Item 1.01. Entry into a Material Definitive Agreement.

 

Offering of 4.950% Senior Notes due 2024: Indenture

 

On March 6, 2014, Omega and certain of its subsidiaries entered into a Purchase Agreement with J.P. Morgan Securities LLC, acting on behalf of itself and as the representative of the several initial purchasers, providing for the sale of $400 million aggregate principal amount of Omega’s 4.950% Senior Notes due 2024, or the New 2024 Notes.

 

On March 11, 2014, Omega completed the issuance and sale of the New 2024 Notes to the initial purchasers as contemplated by the Purchase Agreement. The New 2024 Notes were sold at an issue price of 98.580% of their face value plus accrued interest, if any, from March 11, 2014. Omega intends to use the net proceeds of the offering to repay in full its $200 million term loan that closed in December 2013, and a portion of its indebtedness outstanding under its revolving credit facility.

 

The New 2024 Notes were issued pursuant to an indenture dated as of March 11, 2014 among Omega, certain of its subsidiaries, as guarantors, and U.S. Bank National Association, as trustee. The New 2024 Notes mature on April 1, 2024. The New 2024 Notes bear an interest rate of 4.950% per annum, payable semi-annually in arrears on April 1 and October 1 of each year, commencing on October 1, 2014. The New 2024 Notes will be fully and unconditionally guaranteed, jointly and severally, by Omega’s existing and future subsidiaries that guarantee indebtedness for money borrowed of Omega in a principal amount at least equal to $50 million (including, as of the date hereof, Omega’s existing senior notes and the facilities under Omega’s credit agreements).

 

The New 2024 Notes are Omega’s unsecured senior obligations and will rank equally in right of payment with all of Omega’s existing and future senior debt and senior in right of payment to all of Omega’s existing and future subordinated debt. The New 2024 Notes will be effectively subordinated in right of payment to any of Omega’s future secured indebtedness to the extent of the value of the assets securing such indebtedness. The New 2024 Notes will be structurally subordinated to all existing and future liabilities (including indebtedness, trade payable and lease obligations) of each of Omega’s non-guarantor subsidiaries.

 

Omega may redeem some or all of the New 2024 Notes prior to the date that is 90 days prior to the scheduled maturity of the New 2024 Notes at a price equal to 100% of the principal amount thereof plus a “make-whole” premium.
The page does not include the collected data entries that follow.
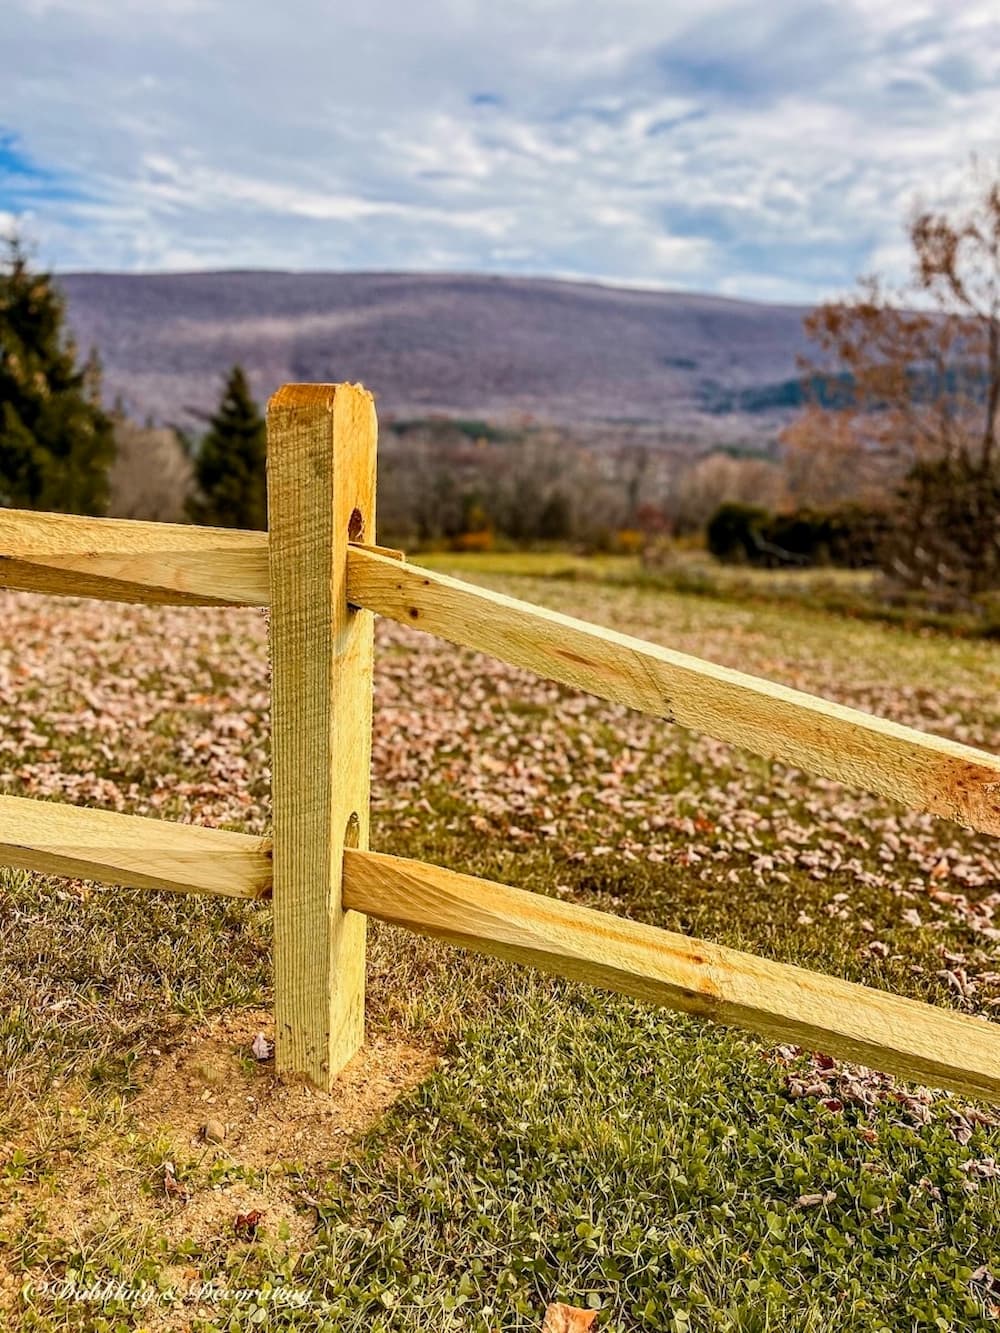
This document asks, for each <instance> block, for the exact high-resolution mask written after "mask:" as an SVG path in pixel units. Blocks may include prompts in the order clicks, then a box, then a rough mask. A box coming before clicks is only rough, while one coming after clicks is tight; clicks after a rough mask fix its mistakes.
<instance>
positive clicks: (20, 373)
mask: <svg viewBox="0 0 1000 1333" xmlns="http://www.w3.org/2000/svg"><path fill="white" fill-rule="evenodd" d="M64 316H65V308H64V304H63V299H61V297H60V295H59V292H57V291H56V288H55V285H53V281H52V276H51V275H49V273H32V272H31V269H29V267H28V260H27V256H25V253H24V249H23V248H21V245H20V243H19V241H17V240H16V239H13V240H11V241H9V244H8V249H7V256H5V260H4V263H3V267H0V505H5V507H11V508H19V509H57V511H61V512H64V513H93V515H103V513H105V511H107V507H108V469H109V467H111V464H112V463H113V460H115V436H113V431H112V423H111V417H109V416H108V415H107V413H105V412H104V411H103V408H101V405H100V364H99V361H97V359H96V355H93V353H92V356H91V360H89V361H88V364H87V365H85V367H83V368H80V367H77V364H76V348H75V347H73V343H72V339H69V337H67V336H65V333H64V331H63V321H64Z"/></svg>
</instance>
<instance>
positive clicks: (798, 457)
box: [0, 176, 1000, 603]
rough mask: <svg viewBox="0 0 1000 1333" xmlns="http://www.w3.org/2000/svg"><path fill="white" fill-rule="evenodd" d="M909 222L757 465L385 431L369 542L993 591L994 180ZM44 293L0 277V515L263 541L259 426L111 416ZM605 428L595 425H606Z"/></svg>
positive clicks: (995, 497)
mask: <svg viewBox="0 0 1000 1333" xmlns="http://www.w3.org/2000/svg"><path fill="white" fill-rule="evenodd" d="M972 185H973V188H972V189H971V191H969V193H968V196H967V200H968V201H967V203H965V204H964V205H961V207H956V208H955V209H952V211H951V212H940V211H932V209H923V211H919V212H917V213H916V215H915V216H913V217H912V220H911V225H909V240H911V249H912V260H913V265H912V280H911V281H909V284H908V285H904V287H901V288H899V289H889V288H887V287H885V285H884V284H883V283H880V281H879V280H877V279H873V277H872V279H865V280H864V281H861V284H860V285H859V291H857V293H856V295H855V296H853V297H849V299H845V300H837V301H831V303H825V304H823V305H820V307H819V308H817V309H816V311H815V312H812V313H811V315H809V316H808V319H807V320H805V331H807V333H808V336H809V340H811V343H812V347H813V348H815V352H813V355H812V356H809V357H804V359H801V363H800V373H801V387H803V397H804V407H803V408H801V411H800V412H799V413H797V416H796V417H795V420H793V421H792V423H791V425H789V427H788V428H787V429H785V431H784V432H783V435H781V437H780V440H779V443H777V447H776V448H775V449H772V451H769V452H768V451H760V449H756V451H755V449H748V451H733V449H728V451H727V449H716V451H712V452H709V453H708V455H704V453H701V455H696V453H693V451H688V453H687V456H683V455H681V453H680V452H679V451H677V452H673V453H671V452H669V451H667V452H664V451H661V449H660V451H657V449H656V448H652V447H649V444H648V443H643V440H641V439H640V437H639V436H636V437H629V435H628V431H627V428H624V427H623V428H621V432H620V433H619V437H617V439H611V440H608V441H604V444H603V447H599V448H589V447H587V445H583V444H580V443H579V440H576V439H575V437H573V433H572V432H567V431H560V429H557V428H553V427H535V425H532V427H525V428H523V429H513V428H501V427H495V425H489V424H488V423H463V421H455V420H444V419H431V420H425V421H397V423H393V421H387V423H384V428H383V440H381V468H380V499H379V507H380V531H381V532H383V535H384V536H385V537H387V539H391V540H397V541H400V543H403V544H407V545H428V544H441V543H443V544H449V545H455V547H464V548H476V547H480V548H481V547H487V545H489V544H492V543H493V541H508V543H512V544H531V543H563V541H572V543H577V544H584V545H587V547H589V548H592V549H593V548H607V547H617V548H619V549H633V551H648V549H652V548H656V547H660V548H663V547H664V545H668V544H669V540H671V539H673V540H676V539H684V536H685V535H688V533H692V532H695V533H697V532H700V533H707V536H708V545H709V549H711V551H712V552H713V553H715V555H716V556H717V557H719V559H721V560H729V561H741V563H751V564H763V565H781V564H788V565H796V564H817V563H832V564H845V565H855V567H861V565H873V567H877V568H881V569H883V572H884V575H885V579H887V581H889V583H895V584H896V585H897V587H900V588H905V589H911V591H917V592H920V593H923V595H925V596H928V597H929V599H932V600H937V601H944V603H947V601H952V603H968V601H971V600H972V601H975V599H977V597H980V596H981V595H983V593H984V592H988V591H991V589H997V588H999V587H1000V441H999V440H997V433H999V431H1000V425H999V417H1000V180H988V179H984V177H981V176H980V177H977V179H976V180H975V181H973V183H972ZM64 317H65V309H64V304H63V300H61V297H60V295H59V291H57V288H56V285H55V281H53V279H52V277H51V275H47V273H39V272H33V271H32V268H31V265H29V263H28V260H27V257H25V253H24V249H23V247H21V245H20V244H19V243H17V241H16V240H13V241H11V244H9V247H8V251H7V256H5V261H4V265H3V271H0V505H8V507H20V508H33V509H61V511H65V512H77V513H95V515H101V513H107V512H108V511H109V505H111V507H112V508H113V512H116V513H119V515H121V516H128V517H153V519H173V520H176V519H183V517H187V519H189V520H192V521H196V523H201V524H209V525H219V527H243V528H264V527H265V525H267V481H265V453H267V445H265V427H264V420H263V417H261V413H260V411H259V408H257V405H256V403H255V401H253V397H252V393H251V391H249V385H248V381H247V376H245V375H244V372H243V369H241V368H240V367H233V368H232V371H231V372H229V375H228V376H227V379H225V384H224V387H223V391H221V397H220V401H219V405H217V409H216V411H215V413H212V416H211V417H208V420H207V423H205V425H207V428H205V431H204V432H203V433H200V435H199V433H184V435H181V433H179V432H175V431H171V429H165V428H155V427H151V425H147V427H140V425H139V424H136V423H133V421H129V420H128V417H127V416H125V413H124V411H123V409H121V408H120V405H116V407H115V408H112V409H107V408H105V407H104V405H103V400H101V368H100V361H99V357H97V355H96V353H95V352H92V353H91V355H89V356H88V357H85V359H84V360H83V361H80V359H79V357H77V349H76V348H75V347H73V344H72V341H71V340H69V337H68V336H67V335H65V331H64ZM611 429H612V428H609V431H611Z"/></svg>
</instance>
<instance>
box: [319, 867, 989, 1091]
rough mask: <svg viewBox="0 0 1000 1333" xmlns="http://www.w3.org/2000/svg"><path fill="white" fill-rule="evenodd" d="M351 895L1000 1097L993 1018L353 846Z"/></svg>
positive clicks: (677, 1003)
mask: <svg viewBox="0 0 1000 1333" xmlns="http://www.w3.org/2000/svg"><path fill="white" fill-rule="evenodd" d="M344 902H345V904H347V905H348V906H352V908H355V909H356V910H359V912H364V913H367V914H368V916H372V917H377V918H379V920H381V921H389V922H392V924H393V925H401V926H405V928H407V929H408V930H413V932H416V933H417V934H428V936H433V937H436V938H440V940H448V941H449V942H451V944H459V945H463V946H464V948H467V949H473V950H476V952H477V953H488V954H493V956H496V957H501V958H508V960H509V961H512V962H527V964H531V965H532V966H536V968H540V969H543V970H544V972H553V973H556V974H557V976H561V977H571V978H572V980H576V981H585V982H587V984H589V985H595V986H600V988H603V989H607V990H617V992H621V993H623V994H629V996H635V997H636V998H639V1000H647V1001H649V1002H651V1004H657V1005H664V1006H665V1008H668V1009H680V1010H683V1012H685V1013H693V1014H699V1016H701V1017H704V1018H711V1020H712V1021H715V1022H721V1024H732V1025H735V1026H737V1028H748V1029H751V1030H752V1032H759V1033H761V1034H763V1036H765V1037H769V1038H772V1040H775V1041H791V1042H795V1044H796V1045H800V1046H804V1048H807V1049H809V1050H823V1052H825V1053H827V1054H831V1056H837V1057H840V1058H844V1060H851V1061H857V1062H860V1064H864V1065H869V1066H871V1068H873V1069H881V1070H884V1072H885V1073H891V1074H897V1076H900V1077H903V1078H912V1080H916V1081H919V1082H927V1084H932V1085H935V1086H939V1088H951V1089H952V1090H955V1092H960V1093H964V1094H967V1096H972V1097H983V1098H985V1100H988V1101H993V1102H1000V1025H999V1024H993V1022H989V1021H987V1020H985V1018H972V1017H965V1016H961V1014H956V1013H951V1012H948V1010H947V1009H937V1008H935V1006H932V1005H927V1004H920V1002H919V1001H916V1000H901V998H899V997H897V996H892V994H887V993H885V992H883V990H875V989H872V988H869V986H860V985H855V984H853V982H849V981H841V980H839V978H836V977H829V976H824V974H821V973H817V972H807V970H805V969H803V968H792V966H788V965H785V964H780V962H769V961H768V960H767V958H757V957H755V956H753V954H749V953H740V952H737V950H736V949H727V948H723V946H721V945H717V944H709V942H707V941H704V940H692V938H688V937H687V936H683V934H673V933H672V932H669V930H659V929H656V928H655V926H649V925H643V924H640V922H636V921H628V920H625V918H623V917H617V916H608V914H607V913H604V912H593V910H591V909H589V908H581V906H576V905H575V904H571V902H561V901H559V900H556V898H548V897H544V896H541V894H537V893H527V892H525V890H524V889H512V888H508V886H505V885H503V884H492V882H491V881H488V880H477V878H473V877H472V876H468V874H457V873H455V872H453V870H444V869H440V868H439V866H433V865H425V864H424V862H421V861H408V860H403V858H401V857H395V856H381V854H377V853H373V852H351V850H348V852H345V853H344Z"/></svg>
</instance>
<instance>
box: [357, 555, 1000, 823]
mask: <svg viewBox="0 0 1000 1333" xmlns="http://www.w3.org/2000/svg"><path fill="white" fill-rule="evenodd" d="M348 597H349V600H351V601H352V603H353V604H356V605H359V607H369V608H371V609H372V611H375V612H377V613H379V615H380V616H389V617H391V619H392V620H397V621H400V623H401V624H404V625H413V627H416V628H417V629H425V631H427V632H428V633H431V635H439V636H440V637H441V639H447V640H449V641H451V643H453V644H461V645H463V647H465V648H475V649H479V651H480V652H484V653H489V655H492V656H493V657H499V659H500V660H501V661H507V663H512V664H513V665H516V667H524V668H527V669H528V670H533V672H537V673H539V674H541V676H547V677H548V678H549V680H556V681H560V682H561V684H564V685H569V686H572V688H573V689H584V690H588V692H589V693H592V694H599V696H600V697H601V698H609V700H613V701H615V702H617V704H625V705H628V706H629V708H636V709H639V710H640V712H644V713H652V714H653V716H656V717H663V718H665V720H667V721H672V722H680V724H681V725H684V726H689V728H692V729H695V730H700V732H707V733H708V734H709V736H713V737H716V738H717V740H721V741H729V742H731V744H733V745H743V746H745V749H749V750H753V752H755V753H757V754H763V756H764V757H765V758H776V760H781V762H784V764H791V765H793V766H795V768H801V769H805V770H808V772H811V773H817V774H820V776H821V777H832V778H836V780H837V781H840V782H847V784H849V785H851V786H860V788H865V789H867V790H871V792H877V793H880V794H881V796H889V797H892V798H893V800H899V801H903V802H904V804H905V805H909V806H912V808H913V809H917V810H928V812H929V813H932V814H941V816H944V817H945V818H951V820H955V821H956V822H957V824H964V825H967V826H968V828H973V829H977V830H979V832H981V833H992V834H1000V756H996V754H989V753H987V752H985V750H979V749H973V748H972V746H968V745H960V744H957V742H955V741H948V740H944V738H941V737H939V736H931V734H928V733H925V732H919V730H915V729H913V728H909V726H901V725H899V724H897V722H891V721H887V720H884V718H881V717H873V716H872V714H869V713H863V712H859V710H857V709H853V708H845V706H844V705H841V704H833V702H829V701H828V700H824V698H819V697H816V696H813V694H807V693H804V692H801V690H797V689H789V688H788V686H785V685H777V684H775V682H772V681H768V680H761V678H760V677H756V676H748V674H745V673H743V672H739V670H731V669H728V668H725V667H716V665H715V664H713V663H707V661H701V660H700V659H699V657H691V656H688V655H687V653H679V652H673V651H672V649H669V648H660V647H659V645H656V644H648V643H644V641H643V640H641V639H632V637H631V636H628V635H621V633H617V632H616V631H613V629H603V628H599V627H597V625H591V624H588V623H587V621H583V620H575V619H573V617H572V616H563V615H560V613H559V612H555V611H545V609H544V608H541V607H535V605H532V604H531V603H525V601H517V600H515V599H513V597H505V596H503V595H501V593H497V592H492V591H491V589H487V588H477V587H473V585H472V584H465V583H461V581H460V580H457V579H449V577H448V576H447V575H440V573H435V572H432V571H429V569H421V568H420V567H419V565H412V564H399V563H396V561H392V560H385V559H383V557H380V556H377V555H375V553H372V552H367V551H351V552H349V564H348Z"/></svg>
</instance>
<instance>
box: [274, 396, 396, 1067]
mask: <svg viewBox="0 0 1000 1333" xmlns="http://www.w3.org/2000/svg"><path fill="white" fill-rule="evenodd" d="M376 433H377V427H376V419H375V404H373V400H372V396H371V393H368V392H367V391H365V389H363V388H360V387H359V385H351V384H337V385H297V384H291V385H285V387H284V388H281V389H279V392H277V393H276V395H275V396H273V397H272V400H271V404H269V407H268V520H269V521H268V527H269V535H271V540H269V552H271V620H269V625H271V660H272V674H271V700H272V792H273V825H275V828H273V837H275V845H273V860H275V892H273V910H275V1028H276V1060H277V1068H279V1070H281V1072H284V1073H291V1074H303V1076H305V1078H308V1080H309V1082H312V1084H313V1085H315V1086H317V1088H321V1089H329V1088H331V1085H332V1081H333V1078H335V1076H336V1074H337V1073H339V1070H340V1069H341V1068H343V1065H344V1064H347V1061H348V1060H349V1058H351V1057H352V1056H353V1054H355V1052H356V1050H357V1048H359V1046H360V1045H361V1041H363V1036H364V953H365V918H364V917H363V916H361V914H359V913H352V912H344V910H343V908H341V901H340V882H341V873H343V862H344V846H345V845H351V846H360V848H365V846H368V796H369V768H371V745H372V656H373V623H375V617H373V616H372V613H371V612H369V611H360V609H357V608H353V607H349V605H348V600H347V547H348V541H349V540H352V541H367V543H371V541H372V539H373V533H375V452H376ZM380 559H384V557H380ZM389 563H393V561H389Z"/></svg>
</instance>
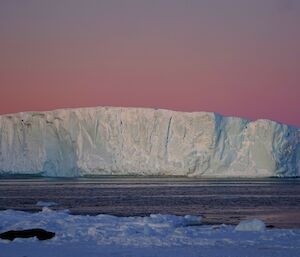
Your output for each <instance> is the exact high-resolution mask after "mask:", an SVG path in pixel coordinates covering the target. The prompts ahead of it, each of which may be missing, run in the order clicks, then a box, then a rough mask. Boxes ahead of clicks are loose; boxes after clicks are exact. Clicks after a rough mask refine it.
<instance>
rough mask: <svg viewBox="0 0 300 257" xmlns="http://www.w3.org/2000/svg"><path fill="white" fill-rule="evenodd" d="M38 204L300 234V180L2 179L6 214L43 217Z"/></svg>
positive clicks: (0, 181) (3, 194)
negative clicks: (45, 203) (271, 226)
mask: <svg viewBox="0 0 300 257" xmlns="http://www.w3.org/2000/svg"><path fill="white" fill-rule="evenodd" d="M37 201H51V202H56V203H58V206H55V207H53V209H69V210H70V211H71V213H74V214H91V215H95V214H99V213H103V214H112V215H118V216H136V215H138V216H144V215H149V214H151V213H162V214H176V215H186V214H191V215H201V216H203V217H204V220H205V222H206V223H213V224H220V223H226V224H236V223H238V222H239V221H240V220H241V219H245V218H254V217H255V218H259V219H262V220H264V221H265V222H266V223H267V224H269V225H273V226H275V227H285V228H300V180H299V179H256V180H230V179H225V180H212V179H185V178H120V177H118V178H111V177H106V178H95V179H77V180H57V179H38V178H35V179H0V209H1V210H4V209H16V210H25V211H39V210H41V207H38V206H36V203H37Z"/></svg>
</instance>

The New 2024 Notes will be redeemable at any time on or after the date that is 90 days prior to the final maturity date of the New 2024 Notes at a redemption price equal to 100% of the principal amount thereof plus accrued and unpaid interest, if any, to, but not including, the applicable redemption date.

 

The indenture governing the New 2024 Notes contains certain covenants that limit the ability of Omega and certain of its subsidiaries to, among other things, incur additional indebtedness, create liens and merge, consolidate or sell all or substantially all of the assets of Omega or its subsidiaries.

 

The indenture governing the New 2024 Notes contains customary events of default including, without limitation, failure to make required payments, failure to comply with certain agreements

 

 
 

 

or covenants, cross-acceleration to certain other indebtedness in excess of specified amounts, certain events of bankruptcy and insolvency, and failure to pay certain judgments. An event of default under the indenture governing the New 2024 Notes will allow either the Trustee or the holders of at least 25% in principal amount of the then outstanding New 2024 Notes to accelerate, or in certain cases, will automatically cause the acceleration of, the amounts due under the New 2024 Notes.

 

The foregoing description of the New 2024 Notes and the indenture governing the New 2024 Notes is qualified in its entirety by reference to the actual text of the indenture governing the New 2024 Notes (including the forms of New 2024 Notes included therein), which is filed herewith as Exhibit 4.1 and is incorporated herein by reference.

 

Offering of 4.950% Senior Notes due 2024: Registration Rights Agreement

 

In connection with the issuance of the New 2024 Notes on March 11, 2014, Omega entered into a Registration Rights Agreement with J.P. Morgan Securities LLC, acting on behalf of itself and as the representative of the initial purchasers, pursuant to which Omega agreed to use commercially reasonable efforts to (i) file a registration statement within 220 days after March 11, 2014, enabling holders to exchange the New 2024 Notes for publicly registered exchange notes with nearly identical terms; (ii) cause the registration statement to become effective within 270 days after March 11, 2014; (iii) consummate the exchange offer within 360 days after March 11, 2014; and (iv) file a shelf registration statement for the resale of the New 2024 Notes if Omega cannot effect an exchange offer within the time periods listed above and in certain other circumstances. If Omega does not meet the target dates described above, the annual interest rate on the New 2024 Notes will increase by 0.25% subject to certain exceptions. The amount of additional interest will increase by an additional 0.25% per year for any subsequent 90-day period until all registration defaults are cured, up to a maximum additional interest rate of 1.0% per year.

 

The foregoing description of the Registration Rights Agreement is qualified in its entirety by reference to the actual text of the Registration Rights Agreement, which is filed herewith as Exhibit 4.2 and is incorporated herein by reference.

 

Item 2.03.          Creation of a Direct Financial Obligation or an Obligation under an Off-Balance Sheet Arrangement of a Registrant.

 

The disclosure contained in “Item 1.01. Entry into a Material Definitive Agreement” is incorporated in this Item 2.03 by reference.

 

Item 9.01            Financial Statements and Exhibits.

 

(d) Exhibits

 

Exhibit No.   Description of Exhibit
     
4.1   Indenture, dated as of March 11, 2014, by and among Omega, the guarantors named therein, and U.S. Bank National Association, as trustee.

 

 
 

 

4.2   Registration Rights Agreement, dated as of March 11, 2014, by and among Omega, the guarantors named therein, and J.P. Morgan Securities LLC, for itself and on behalf of the Initial Purchasers.

 

 
 

 

SIGNATURES

 

Pursuant to the requirements of the Securities Exchange Act of 1934, the registrant has duly caused this report to be signed on its behalf by the undersigned hereunto duly authorized.

 

  OMEGA HEALTHCARE INVESTORS, INC.
  (Registrant)
   
Dated:  March 11, 2014 By:  /s/ C. Taylor Pickett
          C. Taylor Pickett
          President and Chief Executive Officer

 

 
 

 

Exhibit Index

 

Exhibit No.   Description of Exhibit
     
4.1   Indenture, dated as of March 11, 2014, by and among Omega, the guarantors named therein, and U.S. Bank National Association, as trustee.
     
4.2   Registration Rights Agreement, dated as of March 11, 2014, by and among Omega, the guarantors named therein, and J.P. Morgan Securities LLC, for itself and on behalf of the Initial Purchasers.